Headline inflation for the month of January 2021 is 9.9%
The recorded rate for the month of January represents a 0.5 percentage points decline in comparison to December 2020 recorded inflation rate of 10.4%.
Month-on-month inflation between December 2020 and January 2021, notes the Ghana Statistical Service (GSS) was 0.9%.
Housing, water, electricity, gas – 19.0% down from 20.1% in December 2020 – and food and non-alcoholic beverages – 12.8% down from 14.1% last month – recorded the highest rates of inflation.
Food and non-food inflation
Food inflation (12.8%) came down compared to last month (14.1%), but is still slightly above the average over the last 12 months (12.3%). With this rate, food contributed 57.0% to the total inflation.
This is still above the average for the last year and a half, but slightly down from last month (59.1%). Within the food division, vegetables (20.3%) was the subclass with the highest rate of inflation, which is lower than December (24.2%).
Food inflation was 1.2% (0.3 percentage point lower than last month, but higher than the average over the last 12 months). Compared to last December 2020, fruits and nuts (-5.1%) saw a decrease in price levels, as did fish and other seafood (-0.2%).
Similar to last month, Alcoholic Beverages and Tobacco saw a relatively high month-on-month inflation (1.4%).
Non-Food year-on-year inflation on average was the same as last month (7.7%), which is below the 2020 average (8.5%). Out of the 13 divisions, five had higher year-on-year inflation in January 2021 than the rolling average over the last 12 months.
The biggest difference between the average and the current month were recorded for Housing (2.1 percentage points) and Education services (minus 4.1 percentage points). Average month-on-month non-food inflation was 0.7%.

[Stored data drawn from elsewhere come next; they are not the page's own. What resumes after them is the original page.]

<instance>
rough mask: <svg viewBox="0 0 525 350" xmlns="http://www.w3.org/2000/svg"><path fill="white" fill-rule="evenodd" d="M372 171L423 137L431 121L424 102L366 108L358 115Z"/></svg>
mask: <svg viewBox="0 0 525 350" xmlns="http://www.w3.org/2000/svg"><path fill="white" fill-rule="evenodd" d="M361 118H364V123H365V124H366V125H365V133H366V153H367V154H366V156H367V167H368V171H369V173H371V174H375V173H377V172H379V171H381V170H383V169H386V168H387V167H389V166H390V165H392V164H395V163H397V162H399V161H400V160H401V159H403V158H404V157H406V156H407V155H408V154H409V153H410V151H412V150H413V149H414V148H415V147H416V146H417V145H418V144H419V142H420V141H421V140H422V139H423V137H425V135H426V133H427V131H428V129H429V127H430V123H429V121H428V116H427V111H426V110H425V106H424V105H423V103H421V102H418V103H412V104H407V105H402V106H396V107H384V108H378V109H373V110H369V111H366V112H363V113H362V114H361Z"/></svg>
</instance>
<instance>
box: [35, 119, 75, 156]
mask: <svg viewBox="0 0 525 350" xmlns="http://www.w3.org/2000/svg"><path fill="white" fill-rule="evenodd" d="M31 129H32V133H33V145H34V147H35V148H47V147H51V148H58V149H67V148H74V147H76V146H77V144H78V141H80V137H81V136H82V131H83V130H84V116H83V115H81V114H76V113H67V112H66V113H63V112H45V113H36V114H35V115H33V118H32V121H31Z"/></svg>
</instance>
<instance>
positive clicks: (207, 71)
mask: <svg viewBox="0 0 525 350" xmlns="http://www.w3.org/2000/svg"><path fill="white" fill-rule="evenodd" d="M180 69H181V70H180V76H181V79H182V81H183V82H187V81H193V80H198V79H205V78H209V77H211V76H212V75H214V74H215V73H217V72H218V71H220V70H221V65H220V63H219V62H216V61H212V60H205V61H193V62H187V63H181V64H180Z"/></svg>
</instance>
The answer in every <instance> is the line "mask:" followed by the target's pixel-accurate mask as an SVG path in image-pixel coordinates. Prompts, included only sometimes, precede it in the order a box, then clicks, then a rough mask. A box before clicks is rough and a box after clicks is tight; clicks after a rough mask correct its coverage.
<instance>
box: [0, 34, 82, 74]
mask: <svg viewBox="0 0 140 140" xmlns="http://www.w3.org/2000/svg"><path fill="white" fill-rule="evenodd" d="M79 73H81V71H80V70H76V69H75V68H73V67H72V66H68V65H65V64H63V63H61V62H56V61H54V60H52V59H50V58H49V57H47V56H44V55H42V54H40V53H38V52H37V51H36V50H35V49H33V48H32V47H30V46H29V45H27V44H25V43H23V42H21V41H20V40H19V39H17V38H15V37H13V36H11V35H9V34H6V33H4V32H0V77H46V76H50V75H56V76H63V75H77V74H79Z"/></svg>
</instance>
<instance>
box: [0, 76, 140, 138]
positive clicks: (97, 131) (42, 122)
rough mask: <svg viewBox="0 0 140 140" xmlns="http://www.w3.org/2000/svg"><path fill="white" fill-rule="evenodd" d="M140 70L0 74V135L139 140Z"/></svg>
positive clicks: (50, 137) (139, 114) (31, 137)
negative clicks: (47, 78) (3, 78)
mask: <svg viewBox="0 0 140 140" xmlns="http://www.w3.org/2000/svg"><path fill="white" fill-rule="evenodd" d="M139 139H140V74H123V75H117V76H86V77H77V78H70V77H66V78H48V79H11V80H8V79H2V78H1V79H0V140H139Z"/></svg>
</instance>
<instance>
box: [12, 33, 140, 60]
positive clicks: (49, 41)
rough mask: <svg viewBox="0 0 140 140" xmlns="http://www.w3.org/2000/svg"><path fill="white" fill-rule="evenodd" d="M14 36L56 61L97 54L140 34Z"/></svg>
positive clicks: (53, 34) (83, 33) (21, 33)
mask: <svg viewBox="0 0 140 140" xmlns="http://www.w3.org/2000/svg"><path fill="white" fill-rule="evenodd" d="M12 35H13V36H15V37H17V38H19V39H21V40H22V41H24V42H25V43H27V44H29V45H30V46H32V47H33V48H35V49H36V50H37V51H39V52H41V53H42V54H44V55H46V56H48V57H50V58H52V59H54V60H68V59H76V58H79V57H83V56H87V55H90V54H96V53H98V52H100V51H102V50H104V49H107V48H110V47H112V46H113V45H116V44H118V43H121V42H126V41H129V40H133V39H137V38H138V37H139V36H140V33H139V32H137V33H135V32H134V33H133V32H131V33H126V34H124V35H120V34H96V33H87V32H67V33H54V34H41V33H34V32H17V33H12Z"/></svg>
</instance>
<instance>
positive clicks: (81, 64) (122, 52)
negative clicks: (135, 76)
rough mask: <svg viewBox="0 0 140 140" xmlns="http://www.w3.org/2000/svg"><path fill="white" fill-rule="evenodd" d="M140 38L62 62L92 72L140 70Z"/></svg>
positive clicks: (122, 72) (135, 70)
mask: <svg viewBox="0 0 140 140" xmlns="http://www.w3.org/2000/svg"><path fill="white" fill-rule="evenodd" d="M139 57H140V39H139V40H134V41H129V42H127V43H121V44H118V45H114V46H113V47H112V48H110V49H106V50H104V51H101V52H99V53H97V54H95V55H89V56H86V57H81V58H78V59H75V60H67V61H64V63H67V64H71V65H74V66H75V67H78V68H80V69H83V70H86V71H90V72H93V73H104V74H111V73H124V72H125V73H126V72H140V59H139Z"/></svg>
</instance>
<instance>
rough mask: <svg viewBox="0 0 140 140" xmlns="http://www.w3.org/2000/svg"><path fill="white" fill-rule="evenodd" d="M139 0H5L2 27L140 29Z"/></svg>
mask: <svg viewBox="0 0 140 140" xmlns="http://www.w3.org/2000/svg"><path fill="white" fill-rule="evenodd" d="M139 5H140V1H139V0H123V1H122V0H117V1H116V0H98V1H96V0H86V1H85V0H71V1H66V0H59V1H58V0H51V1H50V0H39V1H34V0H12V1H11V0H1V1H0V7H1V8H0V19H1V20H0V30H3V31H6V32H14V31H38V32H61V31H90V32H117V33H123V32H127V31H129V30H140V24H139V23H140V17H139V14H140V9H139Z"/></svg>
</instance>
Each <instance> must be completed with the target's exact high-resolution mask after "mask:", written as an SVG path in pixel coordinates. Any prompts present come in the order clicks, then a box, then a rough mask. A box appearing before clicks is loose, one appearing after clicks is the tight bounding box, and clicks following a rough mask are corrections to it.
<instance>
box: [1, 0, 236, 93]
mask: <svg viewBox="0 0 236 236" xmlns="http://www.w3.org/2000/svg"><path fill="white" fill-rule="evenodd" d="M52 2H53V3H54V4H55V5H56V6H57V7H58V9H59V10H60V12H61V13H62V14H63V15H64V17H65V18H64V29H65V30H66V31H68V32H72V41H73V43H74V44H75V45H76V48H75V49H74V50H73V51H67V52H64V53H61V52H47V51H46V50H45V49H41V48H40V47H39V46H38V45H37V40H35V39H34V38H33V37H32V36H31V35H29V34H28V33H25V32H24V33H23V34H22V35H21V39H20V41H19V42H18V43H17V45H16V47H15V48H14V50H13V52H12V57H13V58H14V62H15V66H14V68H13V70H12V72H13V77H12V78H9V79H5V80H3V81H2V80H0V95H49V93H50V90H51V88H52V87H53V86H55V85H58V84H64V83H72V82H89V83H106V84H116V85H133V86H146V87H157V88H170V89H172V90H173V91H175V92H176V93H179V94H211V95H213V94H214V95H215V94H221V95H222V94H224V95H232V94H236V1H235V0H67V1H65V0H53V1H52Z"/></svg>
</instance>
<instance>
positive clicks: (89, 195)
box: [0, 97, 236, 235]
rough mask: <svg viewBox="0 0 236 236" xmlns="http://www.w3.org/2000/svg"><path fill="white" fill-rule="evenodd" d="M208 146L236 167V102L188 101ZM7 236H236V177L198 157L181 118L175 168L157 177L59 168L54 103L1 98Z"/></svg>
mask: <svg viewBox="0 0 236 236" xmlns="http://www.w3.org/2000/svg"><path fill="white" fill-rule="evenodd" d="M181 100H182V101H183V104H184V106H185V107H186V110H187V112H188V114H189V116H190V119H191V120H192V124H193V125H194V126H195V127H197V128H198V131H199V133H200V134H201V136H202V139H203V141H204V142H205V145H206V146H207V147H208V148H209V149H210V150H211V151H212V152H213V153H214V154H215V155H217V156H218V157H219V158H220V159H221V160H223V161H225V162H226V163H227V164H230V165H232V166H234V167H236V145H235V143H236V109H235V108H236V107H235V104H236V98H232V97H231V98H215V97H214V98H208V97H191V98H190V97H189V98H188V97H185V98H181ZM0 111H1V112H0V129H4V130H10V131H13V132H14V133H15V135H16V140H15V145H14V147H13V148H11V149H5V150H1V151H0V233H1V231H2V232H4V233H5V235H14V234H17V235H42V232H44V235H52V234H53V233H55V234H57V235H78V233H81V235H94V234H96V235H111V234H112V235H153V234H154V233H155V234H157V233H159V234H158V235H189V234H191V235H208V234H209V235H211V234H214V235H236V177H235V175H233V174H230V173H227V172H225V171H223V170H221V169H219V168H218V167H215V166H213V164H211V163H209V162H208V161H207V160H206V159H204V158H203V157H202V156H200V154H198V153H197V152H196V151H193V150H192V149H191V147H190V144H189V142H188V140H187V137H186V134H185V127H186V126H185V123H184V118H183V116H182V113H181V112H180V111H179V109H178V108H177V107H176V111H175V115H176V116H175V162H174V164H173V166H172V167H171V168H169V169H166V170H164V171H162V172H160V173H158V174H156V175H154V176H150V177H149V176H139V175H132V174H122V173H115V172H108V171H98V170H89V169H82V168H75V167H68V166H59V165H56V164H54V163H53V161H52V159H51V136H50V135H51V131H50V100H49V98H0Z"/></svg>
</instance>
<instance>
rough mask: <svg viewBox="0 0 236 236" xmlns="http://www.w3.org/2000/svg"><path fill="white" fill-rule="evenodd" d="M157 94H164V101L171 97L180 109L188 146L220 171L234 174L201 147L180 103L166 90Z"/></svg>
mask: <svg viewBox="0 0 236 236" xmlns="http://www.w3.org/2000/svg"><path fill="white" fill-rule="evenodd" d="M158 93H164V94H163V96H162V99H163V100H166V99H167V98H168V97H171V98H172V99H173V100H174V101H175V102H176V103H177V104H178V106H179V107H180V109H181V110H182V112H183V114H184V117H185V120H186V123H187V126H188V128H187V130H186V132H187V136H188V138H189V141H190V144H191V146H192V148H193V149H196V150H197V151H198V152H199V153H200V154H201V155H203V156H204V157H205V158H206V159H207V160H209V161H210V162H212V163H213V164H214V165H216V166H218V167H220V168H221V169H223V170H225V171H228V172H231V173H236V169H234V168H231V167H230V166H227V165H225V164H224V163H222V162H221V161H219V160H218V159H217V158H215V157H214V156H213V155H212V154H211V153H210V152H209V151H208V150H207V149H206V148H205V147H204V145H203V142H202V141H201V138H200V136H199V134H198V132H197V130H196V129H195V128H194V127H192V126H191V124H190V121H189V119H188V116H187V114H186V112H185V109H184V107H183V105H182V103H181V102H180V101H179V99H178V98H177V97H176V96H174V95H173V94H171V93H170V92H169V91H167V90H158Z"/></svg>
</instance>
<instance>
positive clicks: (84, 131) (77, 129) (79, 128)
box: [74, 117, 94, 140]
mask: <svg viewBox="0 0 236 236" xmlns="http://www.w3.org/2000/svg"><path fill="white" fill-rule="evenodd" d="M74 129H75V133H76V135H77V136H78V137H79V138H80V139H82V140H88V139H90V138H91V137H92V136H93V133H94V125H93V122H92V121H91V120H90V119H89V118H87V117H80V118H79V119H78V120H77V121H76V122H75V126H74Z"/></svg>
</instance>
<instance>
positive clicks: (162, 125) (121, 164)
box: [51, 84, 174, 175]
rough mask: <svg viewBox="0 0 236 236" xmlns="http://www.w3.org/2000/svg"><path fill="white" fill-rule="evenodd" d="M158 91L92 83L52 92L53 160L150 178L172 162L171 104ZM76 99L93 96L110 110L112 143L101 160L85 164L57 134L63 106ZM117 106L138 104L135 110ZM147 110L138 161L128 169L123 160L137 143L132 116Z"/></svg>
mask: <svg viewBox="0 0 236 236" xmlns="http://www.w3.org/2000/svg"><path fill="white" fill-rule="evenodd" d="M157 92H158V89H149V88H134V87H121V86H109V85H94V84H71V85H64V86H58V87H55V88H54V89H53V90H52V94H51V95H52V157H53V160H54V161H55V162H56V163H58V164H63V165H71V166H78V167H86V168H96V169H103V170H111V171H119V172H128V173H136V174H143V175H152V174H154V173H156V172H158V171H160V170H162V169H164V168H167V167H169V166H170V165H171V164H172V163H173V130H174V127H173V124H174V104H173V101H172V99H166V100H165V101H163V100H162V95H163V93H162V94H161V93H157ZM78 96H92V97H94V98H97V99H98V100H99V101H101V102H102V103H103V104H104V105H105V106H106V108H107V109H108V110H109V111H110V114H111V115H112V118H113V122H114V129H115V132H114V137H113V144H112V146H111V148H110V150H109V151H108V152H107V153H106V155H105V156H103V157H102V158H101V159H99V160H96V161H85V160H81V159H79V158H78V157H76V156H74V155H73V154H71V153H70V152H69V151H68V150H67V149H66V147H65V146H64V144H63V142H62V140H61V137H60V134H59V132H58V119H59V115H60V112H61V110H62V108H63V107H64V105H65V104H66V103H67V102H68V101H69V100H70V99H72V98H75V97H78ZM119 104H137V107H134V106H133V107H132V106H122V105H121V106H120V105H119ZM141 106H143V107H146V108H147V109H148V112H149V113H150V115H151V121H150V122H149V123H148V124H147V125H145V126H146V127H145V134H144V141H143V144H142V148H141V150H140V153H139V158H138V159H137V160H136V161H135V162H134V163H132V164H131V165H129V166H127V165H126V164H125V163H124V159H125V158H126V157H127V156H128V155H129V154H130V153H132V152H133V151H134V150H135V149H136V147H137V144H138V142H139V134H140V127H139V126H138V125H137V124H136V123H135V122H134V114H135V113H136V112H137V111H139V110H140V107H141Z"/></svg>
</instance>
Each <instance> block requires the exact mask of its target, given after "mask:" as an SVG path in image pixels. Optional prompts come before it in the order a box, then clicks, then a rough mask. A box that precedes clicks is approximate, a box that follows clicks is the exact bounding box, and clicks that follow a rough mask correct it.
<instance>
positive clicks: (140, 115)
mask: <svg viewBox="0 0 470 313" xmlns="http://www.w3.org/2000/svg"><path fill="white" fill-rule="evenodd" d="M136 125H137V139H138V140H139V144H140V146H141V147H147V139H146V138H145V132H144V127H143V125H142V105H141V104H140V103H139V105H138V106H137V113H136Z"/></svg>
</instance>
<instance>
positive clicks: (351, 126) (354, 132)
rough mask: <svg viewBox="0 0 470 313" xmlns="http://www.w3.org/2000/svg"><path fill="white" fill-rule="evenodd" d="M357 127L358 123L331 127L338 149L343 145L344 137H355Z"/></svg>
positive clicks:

For month-on-month inflation, eight divisions recorded higher inflation than the 12- month rolling average. At the regional level, a similar trend exists.
Regional inflation breakdown
At the regional level, the overall year-on-year inflation ranged from 1.9% in Upper West Region to 15.1% in Greater Accra Region. Only in the Upper West Region (-0.6% food inflation and 4.5% non-food inflation), did food outpace non-food inflation.
The largest difference in food and non-food inflation was recorded in Eastern Region (12.8% and 2.6% respectively). Overall, year-on-year inflation came down in six regions compared to last month, with the biggest decrease in Central Region (minus 1.8 percentage points) and the largest increase in Ashanti Region (0.9 percentage points).
However, Ashanti recorded higher month-on-month inflation for 12 divisions in January compared to the 12-month average and Greater Accra recorded the lower inflation for 11 out of 13.
On a month-on-month basis, Ashanti Region recorded the highest overall inflation (2.1%) and food inflation (3.0%) and Greater Accra had the lowest (0.2% overall and 0.0% food inflation).